MR. HANCOCK: Yes, that's --

A mission

JUSTICE GINSBURG: Whether it was wrong or right, that's what it said its mission was, and that's what it did.

MR. HANCOCK: Yes. In -- both in words and in operation, the statutes could not work together, because of the time for requesting manual recount, the extent of the job of manual recounting --

JUSTICE SCALIA: What is the section that requires manual recounts?

MR. HANCOCK: It's 102. -- well, 102.166 authorizes manual recounts.

JUSTICE SCALIA: That's different from requiring.

MR. HANCOCK: Yes, but once it starts, Justice Scalia, once it's authorized, if the initial sample recount shows an error that might affect the outcome of the election --

JUSTICE SCALIA: Then --

MR. HANCOCK: -- the board is then required to, among other things, conduct a full manual recount.

JUSTICE SCALIA: No, it's required to do one of three things --

MR. HANCOCK: Right.

JUSTICE SCALIA: -- one of which could be a manual recount.

MR. HANCOCK: Yes.

JUSTICE SCALIA: But it could decide to do one of the other two instead.

MR. HANCOCK: Yes. The problem faced by the counties --

JUSTICE SCALIA: So there is -- I mean, the court says that there's a requirement of a manual recount, but I don't see anything in the text of the statute that requires a manual recount.

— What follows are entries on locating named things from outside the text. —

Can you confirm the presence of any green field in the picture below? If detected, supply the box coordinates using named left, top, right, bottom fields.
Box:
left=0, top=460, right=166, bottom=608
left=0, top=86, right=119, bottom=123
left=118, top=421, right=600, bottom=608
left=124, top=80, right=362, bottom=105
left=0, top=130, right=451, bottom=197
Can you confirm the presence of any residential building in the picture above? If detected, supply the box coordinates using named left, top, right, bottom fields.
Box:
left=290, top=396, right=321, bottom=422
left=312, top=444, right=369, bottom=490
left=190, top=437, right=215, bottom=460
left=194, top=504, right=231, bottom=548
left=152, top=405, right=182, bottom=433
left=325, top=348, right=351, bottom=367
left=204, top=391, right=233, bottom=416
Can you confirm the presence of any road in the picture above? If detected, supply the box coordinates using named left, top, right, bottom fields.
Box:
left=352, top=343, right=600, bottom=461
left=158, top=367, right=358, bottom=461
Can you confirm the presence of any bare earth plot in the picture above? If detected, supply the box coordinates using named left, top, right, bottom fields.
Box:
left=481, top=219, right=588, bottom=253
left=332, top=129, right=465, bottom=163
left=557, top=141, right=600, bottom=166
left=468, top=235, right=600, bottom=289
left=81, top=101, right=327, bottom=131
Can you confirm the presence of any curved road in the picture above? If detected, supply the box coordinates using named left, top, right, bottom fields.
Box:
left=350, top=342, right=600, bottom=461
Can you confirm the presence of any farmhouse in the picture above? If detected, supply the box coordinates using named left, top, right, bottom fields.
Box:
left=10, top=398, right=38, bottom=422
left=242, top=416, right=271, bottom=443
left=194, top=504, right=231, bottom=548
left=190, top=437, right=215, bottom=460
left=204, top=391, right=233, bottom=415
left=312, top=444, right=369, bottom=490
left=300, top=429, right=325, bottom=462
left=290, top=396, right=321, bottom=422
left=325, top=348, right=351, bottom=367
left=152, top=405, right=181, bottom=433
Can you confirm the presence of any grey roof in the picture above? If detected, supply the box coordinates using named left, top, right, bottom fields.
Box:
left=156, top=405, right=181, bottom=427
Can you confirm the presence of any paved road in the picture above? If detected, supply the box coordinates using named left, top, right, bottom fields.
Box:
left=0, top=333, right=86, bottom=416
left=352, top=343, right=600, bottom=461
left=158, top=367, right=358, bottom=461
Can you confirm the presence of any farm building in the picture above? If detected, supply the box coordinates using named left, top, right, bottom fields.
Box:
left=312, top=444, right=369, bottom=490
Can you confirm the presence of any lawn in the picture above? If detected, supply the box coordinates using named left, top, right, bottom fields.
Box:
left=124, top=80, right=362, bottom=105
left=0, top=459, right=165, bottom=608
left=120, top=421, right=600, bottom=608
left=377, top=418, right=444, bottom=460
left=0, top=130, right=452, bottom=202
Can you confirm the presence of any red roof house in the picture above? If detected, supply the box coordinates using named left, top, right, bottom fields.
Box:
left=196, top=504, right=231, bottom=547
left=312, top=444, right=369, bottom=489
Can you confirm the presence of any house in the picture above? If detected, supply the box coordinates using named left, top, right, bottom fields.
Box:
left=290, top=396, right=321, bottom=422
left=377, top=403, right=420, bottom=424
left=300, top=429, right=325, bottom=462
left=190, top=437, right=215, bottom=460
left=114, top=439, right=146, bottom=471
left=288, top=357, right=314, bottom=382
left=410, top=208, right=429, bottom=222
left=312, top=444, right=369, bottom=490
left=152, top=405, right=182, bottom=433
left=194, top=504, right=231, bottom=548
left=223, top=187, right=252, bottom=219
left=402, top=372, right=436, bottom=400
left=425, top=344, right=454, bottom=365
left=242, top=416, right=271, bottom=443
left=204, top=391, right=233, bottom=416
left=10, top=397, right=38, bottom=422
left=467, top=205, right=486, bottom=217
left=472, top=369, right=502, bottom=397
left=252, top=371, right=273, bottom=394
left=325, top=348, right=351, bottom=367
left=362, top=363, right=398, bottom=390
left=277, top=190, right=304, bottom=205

MR. HANCOCK: The statute requires that the election officials attempt to discern the cause of the error. Here the cause of the error was that -- in these counties was that the machines were not able to read ballots. Ten thousand ballots in Palm Beach County the machine did not read as including a vote for president. That was the issue, so that the solution to that was not -- the machines, even when they're operating properly, would not read these ballots. So the -- what was left to the county canvassing boards, then, was to do the full manual recount. And the language of that statute, again, says they shall do a full manual recount in those circumstances.

JUSTICE SCALIA: Mr. Hancock --

JUSTICE O'CONNOR: Well, it says that the board may authorize the manual recount. It doesn't require it.

MR. HANCOCK: No, that --

Counting teams

JUSTICE O'CONNOR: But if it does authorize it, then it tells it how to do it and says they shall appoint as many counting teams as necessary -- presumably as necessary to do it within the time limit.

MR. HANCOCK: Yes, Justice O'Connor. But again, these -- under the law, these requests can be made up to the time of canvassing. That means up to six or seven days. And also, even in -- the number of ballots at issue here are between 650,000 in Palm Beach County and also 900,000 -- up to 900,000 in Broward County. It's --

JUSTICE SCALIA: Well, if that is a statutory problem, the court's resolution didn't really solve it, did it? Because even with her extended time period, the same statutory problem exists; there still isn't enough time, under the extended deadlines, for some of these counties that have an enormous number of votes to conduct a manual recount. Isn't that right?

MR. HANCOCK: Well, let me --

JUSTICE SCALIA: I mean, to resolve a supposed conflict in the statute in a manner that leaves in place the same problem that existed before seems to me not a real resolution of the statutory problem.

MR. HANCOCK: Well, the supreme court tried to blend it all together to make it work, Justice Scalia. And again, it came up with a solution it -- the secretary of state's argument here is based on -- the secretary of state herself recognized that she had the discretion under Florida law to accept returns filed outside of that seven-day deadline. A breakdown of the machines, in her view, would justify late returns. A failure of the machines to read ballots would not justify late-filed returns. The supreme court said that the legal standard she was using was wrong. That -- we submit that that decision of the supreme court is the law in the state of Florida --

JUSTICE REHNQUIST: I'm going to extend your time two minutes, Mr. Hancock, because you haven't had a chance to say a lot yet.

MR. HANCOCK: Well, I will -- I don't need the extension time, Your Honor. If there are no further questions, I will stop. Thank you.